CHADD and NMA were spurred to action when in July 2003 the National Association for the Advancement of Colored People (NAACP) passed a resolution titled “The Concerns and Discrepancies in Special Education and the Use of Psychotropic Drugs on Children and Teens.” The NAACP resolution adopted language recommended by a Los Angeles–based church and included clauses such as:

Whereas, there are documented incidents of highly negative consequences in which psychiatric prescription drugs have been utilized for what are essentially problems of discipline which may be related to lack of academic success, and it has been suggested that recent incidents of school violence and other occasions of violence are the result of children being unnecessarily medicated by Schedule II and other psychotropic drugs….

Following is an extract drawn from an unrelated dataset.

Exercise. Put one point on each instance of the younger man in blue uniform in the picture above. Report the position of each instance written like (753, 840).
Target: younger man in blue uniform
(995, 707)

[L]earning disabilities involved subjective diagnoses, not objective medical diagnoses. There is no definitive physically based definition of learning disability, and the terms “Serious Emotional Disturbances,” “Emotional Disturbance” and “Specific Learning Disabilities” have no scientific merit, are subjectively determined, and….

[T]here is controversy and diverse medical opinion about ADHD and learning disorders and that according to medical opinion, such problems can be attributed to various causes such as environmental toxins, allergies, nutritional deficiencies, and many other similar causes….

Now that the NMA House of Delegates has spoken, hopefully the public's focus will be on promoting access to science-based assessments and treatments for ADHD.

E. Clarke Ross, DPA, is CEO of Children and Adults with Attention-Deficit/Hyperactivity Disorder (CHADD). He is also a member of Behavioral Healthcare's Editorial Board.